The Royal Jordanian Air Force was announced on January 19 to have placed an order for 12 F-16 Fighting Falcon fourth generation fighters, with Royal Air Force Commander Brigadier General Pilot Muhammad Fathi Hiasat signing a contract with the U.S. Deputy Chief of mission in the country Rohit Nepal. The F-16s will be built to the latest Block 70/72 standard, which was previously ordered by Slovakia, Bulgaria, Bahrain and the Republic of China (Taiwan). The contract is valued at $4.21 billion, for a cost of little over $350 million per airframe including associated weaponry and maintenance infrastructure. The fighters are by far the most costly F-16s ever exported, with Falcons from the same generation contracted by Taiwan in 2019 being provided for under $125 million per airframe. To place the price of the Jordanian order in perspective, it is approximately double that at which the United States has exported the much more capable fifth generation F-35s to other clients, with the aircraft selling abroad for approximately $187 million per airframe including maintenance equipment and weaponry. This follows a broader trend of Western fighter sales to Middle Eastern states often having far higher price tags than those sold in other regions, the reasons for which have been widely speculated.
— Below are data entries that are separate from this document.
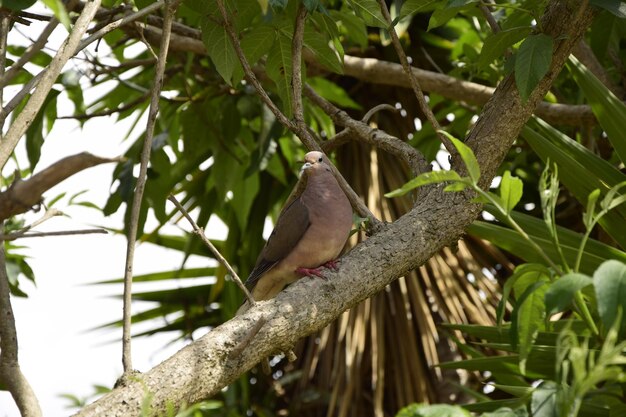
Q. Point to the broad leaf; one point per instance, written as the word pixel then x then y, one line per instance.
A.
pixel 610 284
pixel 532 63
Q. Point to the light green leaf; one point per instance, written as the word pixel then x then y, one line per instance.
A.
pixel 495 45
pixel 418 6
pixel 425 179
pixel 369 11
pixel 528 316
pixel 561 292
pixel 279 70
pixel 610 111
pixel 58 8
pixel 591 208
pixel 511 189
pixel 610 285
pixel 580 171
pixel 354 28
pixel 326 56
pixel 219 48
pixel 333 93
pixel 468 157
pixel 532 63
pixel 257 42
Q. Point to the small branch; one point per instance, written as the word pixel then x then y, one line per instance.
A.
pixel 10 374
pixel 22 195
pixel 301 132
pixel 29 53
pixel 32 107
pixel 198 230
pixel 141 183
pixel 296 67
pixel 416 161
pixel 14 236
pixel 419 94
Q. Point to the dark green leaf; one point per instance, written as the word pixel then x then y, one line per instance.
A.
pixel 610 285
pixel 426 178
pixel 532 63
pixel 511 189
pixel 496 45
pixel 561 292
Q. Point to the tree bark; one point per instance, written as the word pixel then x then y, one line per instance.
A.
pixel 204 367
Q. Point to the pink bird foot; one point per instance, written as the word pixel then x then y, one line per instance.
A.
pixel 311 272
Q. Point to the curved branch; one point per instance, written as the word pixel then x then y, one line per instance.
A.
pixel 204 367
pixel 21 196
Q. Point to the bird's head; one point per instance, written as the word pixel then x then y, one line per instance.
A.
pixel 314 162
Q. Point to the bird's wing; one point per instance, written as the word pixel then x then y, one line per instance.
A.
pixel 290 227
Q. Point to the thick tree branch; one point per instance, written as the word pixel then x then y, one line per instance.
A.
pixel 10 373
pixel 22 195
pixel 204 367
pixel 299 129
pixel 30 110
pixel 389 73
pixel 170 11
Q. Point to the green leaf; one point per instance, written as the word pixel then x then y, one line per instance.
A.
pixel 219 48
pixel 610 111
pixel 369 11
pixel 468 157
pixel 591 208
pixel 354 28
pixel 418 6
pixel 532 63
pixel 426 178
pixel 580 171
pixel 528 316
pixel 496 45
pixel 561 292
pixel 257 42
pixel 333 93
pixel 434 410
pixel 616 7
pixel 543 401
pixel 326 56
pixel 511 189
pixel 610 285
pixel 60 12
pixel 279 69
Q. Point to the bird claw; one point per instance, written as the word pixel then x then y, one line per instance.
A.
pixel 317 272
pixel 311 272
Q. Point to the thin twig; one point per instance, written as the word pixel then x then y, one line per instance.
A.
pixel 29 53
pixel 416 161
pixel 302 133
pixel 484 9
pixel 4 32
pixel 141 183
pixel 198 230
pixel 32 107
pixel 26 89
pixel 296 67
pixel 419 94
pixel 10 373
pixel 46 216
pixel 14 236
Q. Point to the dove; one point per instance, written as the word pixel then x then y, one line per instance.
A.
pixel 309 234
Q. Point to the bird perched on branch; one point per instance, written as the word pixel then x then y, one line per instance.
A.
pixel 309 234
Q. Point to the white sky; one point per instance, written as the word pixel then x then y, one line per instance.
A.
pixel 58 352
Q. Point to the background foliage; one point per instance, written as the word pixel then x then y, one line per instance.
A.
pixel 557 240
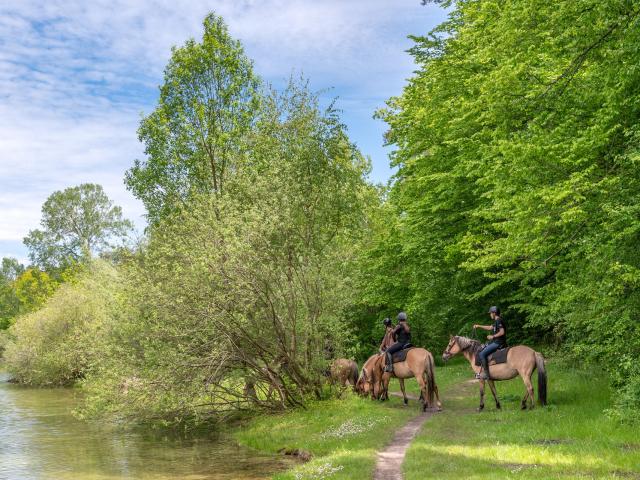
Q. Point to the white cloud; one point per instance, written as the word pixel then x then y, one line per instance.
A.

The Royal Jordanian Air Force currently operates three fighter squadrons between them deploying 47 F-16A/B jets. The fighters have seen combat over neighbouring Syria launching strikes on the Islamic State terror group, with the daughter of the current head of state Princess Salma bint Abdullah being a trained F-16 pilot. The capabilities of Jordan’s F-16s have been widely criticised domestically, however, with one fighter lost on a combat mission in Syria in December 2014 and reported by several sources to have been shot down – which some analysts interpreted as an indicator that fighters sold to the Arab state were not built to the same standard as those supplied to other clients.
The F-16 has not been acquired by the U.S. Air Force for 18 years since early 2005, but continues to be produced in small numbers for export for clients which either cannot afford newer fifth generation F-35s, or as in Taiwan’s case for those which for political reasons are denied access to high or medium end fighter classes. The F-16 was developed as a lighter cheaper counterpart to the U.S. Air Force’s top air superiority fighter the F-15 Eagle during the 1970s, and first joined the Air Force in 1978. The aircraft has widely been derided as obsolete by military officials from the U.S. and allied states such as Singapore, although the latest Block 70/72 variant provides fifth generation level avionics and weaponry which help to partly compensate for other deficiencies. The F-16 is prized for its low maintenance requirements and operational costs, and for contracts to states other than Jordan it has for decades consistently represented the cheapest Western fighter class in production.